The two Media Centres (one in each Chamber), are equipped with Wifi.

Though the Red House will continue to house the Legislature exclusively, which it has done for two decades prior, for the first time in history, both its south and north chambers shall be used exclusively by the Legislature to allow for simultaneous Sittings by the Senate and the House of the Representatives.

The north­ern Cham­ber will now be used by the House of Rep­re­sen­ta­tives while the south­ern Cham­ber will be oc­cu­pied by the Sen­ate.

Access to the Red House can either be via Abercromby or St Vincent streets. Prior access was only on St Vincent street. There is an elevator on the Abercromby street entrance and stairs. Elcock added that a ramp on St Vincent street allows easy access for persons who use wheelchairs.

At the Senate Chamber, Elcock explained that the statues of Captain Arthur Andrew Cipriani and Count de Verteuil were initially removed during renovations but have since been returned.

“This may not be their final spot; they may need to move elsewhere but this is where they are for the time being…” he said.

The Senate chair was a gift from the government of India when Trinidad and Tobago came into Independence in 1962. It was too big to use in Tower D so it was placed in storage and returned to its current location. “Even the part behind [the seat], it wasn’t a gift from India, but it was kept in storage…they had to get a crane to bring it back into the building …and put it into position.”

The Red House was rebuilt in 1907 and has gone through many iterations.  Elcock remembers some of it in gold and other colours. The external façade of the building was restored to look as it would have when it was opened that same year, he said. Because the Red House is a functioning building, restoring the inside was not practical “because to restore the inside means no air conditioning, no computer functioning,” Elcock explained. As such, the Red House was “rehabilitated” on the inside but every effort was taken to hide, at least in some areas, the modern conveniences such as the air-conditioning ducts.

He added that the now air-conditioned rotunda previously had no AC and the chamber is “bigger now”. The fountain in the centre of the rotunda was designed by Chief Draughtsman of Public Works Daniel M Hahn as a means of cooling and ventilating the offices, in the days before air-conditioning.

Udecott.com cites Hahn as adding the high central cupola popularly known as the rotunda, the ornate stucco ceilings in the southern and northern chambers, and the fortifications around the roof.

The Red House today is the second Government building to be known by this name since the newly-constructed government offices were built on the same site and given the same name. The name Brunswick Square was changed to Woodford Square during World War I (1914-1918).
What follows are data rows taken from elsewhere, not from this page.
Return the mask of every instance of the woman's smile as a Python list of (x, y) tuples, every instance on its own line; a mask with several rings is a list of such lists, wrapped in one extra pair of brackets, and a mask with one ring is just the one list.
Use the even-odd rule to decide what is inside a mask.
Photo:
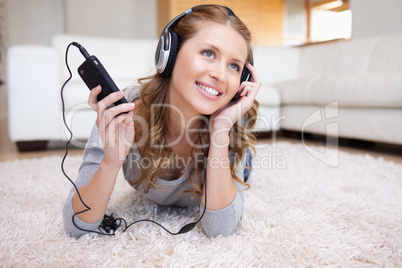
[(218, 99), (218, 97), (222, 95), (222, 90), (216, 86), (206, 85), (202, 82), (196, 82), (195, 84), (197, 88), (201, 90), (201, 93), (210, 99)]

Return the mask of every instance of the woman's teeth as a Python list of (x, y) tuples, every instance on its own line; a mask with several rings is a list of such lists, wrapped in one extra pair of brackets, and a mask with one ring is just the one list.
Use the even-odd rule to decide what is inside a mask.
[(216, 91), (216, 90), (213, 89), (213, 88), (206, 87), (206, 86), (200, 85), (200, 84), (198, 84), (198, 83), (197, 83), (197, 86), (199, 86), (200, 88), (202, 88), (202, 90), (204, 90), (205, 92), (207, 92), (207, 93), (208, 93), (209, 95), (211, 95), (211, 96), (218, 96), (218, 95), (219, 95), (219, 92)]

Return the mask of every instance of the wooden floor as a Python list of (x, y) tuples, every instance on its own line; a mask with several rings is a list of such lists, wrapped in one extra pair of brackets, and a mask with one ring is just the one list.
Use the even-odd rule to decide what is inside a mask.
[[(259, 138), (258, 142), (272, 143), (273, 138)], [(276, 141), (288, 141), (291, 143), (301, 143), (302, 141), (296, 137), (289, 137), (288, 135), (279, 133), (275, 137)], [(322, 144), (320, 139), (309, 139), (307, 144)], [(397, 163), (402, 163), (402, 146), (395, 146), (390, 144), (367, 143), (362, 141), (340, 140), (339, 150), (346, 151), (354, 154), (369, 154), (374, 157), (383, 157), (387, 160), (392, 160)], [(54, 146), (51, 149), (35, 152), (18, 152), (17, 146), (10, 141), (7, 130), (7, 120), (0, 119), (0, 162), (12, 161), (16, 159), (32, 159), (44, 156), (59, 155), (63, 156), (65, 150), (63, 143), (60, 146)], [(82, 155), (82, 149), (71, 149), (69, 155)]]

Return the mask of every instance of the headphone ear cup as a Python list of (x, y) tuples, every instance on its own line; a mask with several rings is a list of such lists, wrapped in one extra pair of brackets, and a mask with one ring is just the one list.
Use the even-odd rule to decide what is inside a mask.
[(156, 51), (155, 51), (155, 67), (158, 70), (158, 72), (163, 72), (165, 70), (166, 64), (163, 64), (163, 47), (164, 47), (164, 41), (162, 36), (159, 38), (158, 45), (156, 46)]
[(169, 34), (171, 37), (170, 53), (165, 70), (162, 72), (162, 75), (164, 76), (168, 76), (172, 73), (174, 64), (176, 62), (177, 53), (179, 53), (179, 36), (173, 31), (171, 31)]
[[(251, 55), (253, 55), (253, 52), (251, 52)], [(254, 66), (254, 57), (251, 57), (251, 62), (250, 64), (252, 66)], [(240, 76), (240, 84), (243, 83), (244, 81), (250, 81), (251, 79), (251, 73), (250, 70), (244, 66), (243, 71), (241, 72), (241, 76)]]
[(250, 79), (250, 71), (247, 67), (244, 67), (243, 72), (241, 73), (240, 84), (244, 81), (248, 81)]

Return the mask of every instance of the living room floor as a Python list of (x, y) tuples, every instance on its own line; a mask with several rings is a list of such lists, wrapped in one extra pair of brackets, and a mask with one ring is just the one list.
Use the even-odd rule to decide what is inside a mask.
[[(290, 142), (301, 144), (302, 140), (297, 138), (297, 134), (278, 133), (274, 138), (276, 142)], [(258, 143), (270, 144), (274, 140), (272, 137), (258, 138)], [(322, 137), (311, 137), (305, 140), (307, 145), (323, 145)], [(353, 154), (369, 154), (374, 157), (382, 157), (402, 164), (402, 145), (370, 143), (356, 140), (339, 140), (339, 150)], [(0, 162), (12, 161), (16, 159), (33, 159), (45, 156), (63, 156), (65, 153), (62, 147), (55, 147), (45, 151), (18, 152), (17, 146), (8, 138), (7, 119), (0, 119)], [(69, 150), (69, 155), (81, 155), (83, 149), (73, 148)]]

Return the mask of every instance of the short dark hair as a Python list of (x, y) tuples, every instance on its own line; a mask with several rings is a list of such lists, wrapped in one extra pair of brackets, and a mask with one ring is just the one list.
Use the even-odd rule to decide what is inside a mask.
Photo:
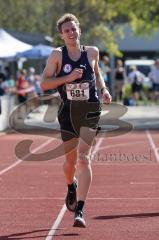
[(63, 23), (74, 21), (78, 27), (80, 27), (79, 20), (71, 13), (65, 13), (57, 20), (57, 30), (61, 32), (61, 26)]

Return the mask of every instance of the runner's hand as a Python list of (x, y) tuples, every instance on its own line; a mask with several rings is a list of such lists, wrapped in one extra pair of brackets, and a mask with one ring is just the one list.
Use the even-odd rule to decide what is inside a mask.
[(76, 79), (80, 79), (82, 78), (82, 74), (83, 74), (82, 68), (75, 68), (69, 75), (67, 75), (66, 82), (73, 82)]
[(104, 104), (110, 104), (111, 101), (112, 101), (112, 96), (110, 95), (110, 93), (107, 89), (104, 89), (103, 94), (102, 94), (102, 98), (103, 98), (103, 103)]

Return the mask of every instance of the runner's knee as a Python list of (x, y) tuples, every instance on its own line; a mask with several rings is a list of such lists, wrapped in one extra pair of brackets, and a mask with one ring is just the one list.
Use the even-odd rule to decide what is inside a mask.
[(91, 164), (90, 154), (82, 154), (78, 160), (78, 164), (80, 166), (90, 165)]

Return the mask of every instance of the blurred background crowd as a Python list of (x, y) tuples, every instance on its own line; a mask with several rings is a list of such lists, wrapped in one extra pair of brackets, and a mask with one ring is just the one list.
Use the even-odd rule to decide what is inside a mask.
[[(159, 104), (159, 59), (116, 59), (115, 68), (111, 68), (109, 57), (103, 55), (99, 67), (114, 101), (127, 106)], [(18, 70), (16, 77), (6, 67), (0, 72), (0, 96), (14, 97), (16, 104), (40, 96), (40, 79), (41, 74), (32, 66)]]
[(110, 67), (108, 56), (100, 60), (100, 69), (113, 100), (124, 105), (159, 103), (159, 59), (117, 59), (115, 68)]

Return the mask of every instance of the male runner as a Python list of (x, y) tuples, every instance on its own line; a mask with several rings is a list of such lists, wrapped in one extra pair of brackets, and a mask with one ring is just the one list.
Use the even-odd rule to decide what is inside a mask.
[[(57, 29), (64, 46), (56, 48), (49, 56), (41, 87), (58, 89), (61, 96), (58, 120), (66, 155), (63, 165), (68, 185), (65, 202), (70, 211), (75, 211), (73, 226), (86, 227), (83, 207), (92, 180), (90, 150), (101, 111), (97, 88), (101, 90), (103, 103), (109, 104), (111, 95), (99, 71), (98, 48), (80, 45), (78, 19), (73, 14), (64, 14), (57, 21)], [(93, 112), (91, 103), (95, 104)], [(83, 118), (85, 108), (88, 114)]]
The rubble which was removed after the fire (1903 Water Riots) was used as landfill for Victoria and Harris Squares; so when you stroll through these public squares you may literally be walking on the history of the Red House (Adapted from Mavrogodato, O,The Red House in Voices in the Street).

The tour culminated with a walk-through of the Cabildo Building which serves as ancillary offices for the seat of Parliament. No pictures were allowed within the space.

The Cabildo Building is accessed through a “high walled” passageway from the Red House. It is tiered over St Vincent Street.

The Cabildo Building has two committee rooms—one on the second floor (Door 31) and the other on the ground floor (Door 21) both of which have the capacity to go live. The rooms are yet to be named. The “grand rooms”, as Elcock referred to them, can also facilitate simultaneous sittings/meetings and live recordings.

“So will there be a Parliament [Channel] 2 then?” one reporter asked.

“Well we have to determine how we going to do it. Most likely we will stream one and broadcast one on the channel and of course record both of them for playback afterwards. Your decision will be who you going to send to cover what? If the House and the Senate meeting at the same time…it may prove challenging for y’all as well…” Elcock replied.

Af­ter be­ing housed at the In­ter­na­tion­al Wa­ter­front Com­plex, Port of Spain since 2011, Par­lia­ment will officially return to the Red House with the Standing Finance Committee in the House of Representatives Monday, January 27 at 10.30 a.m.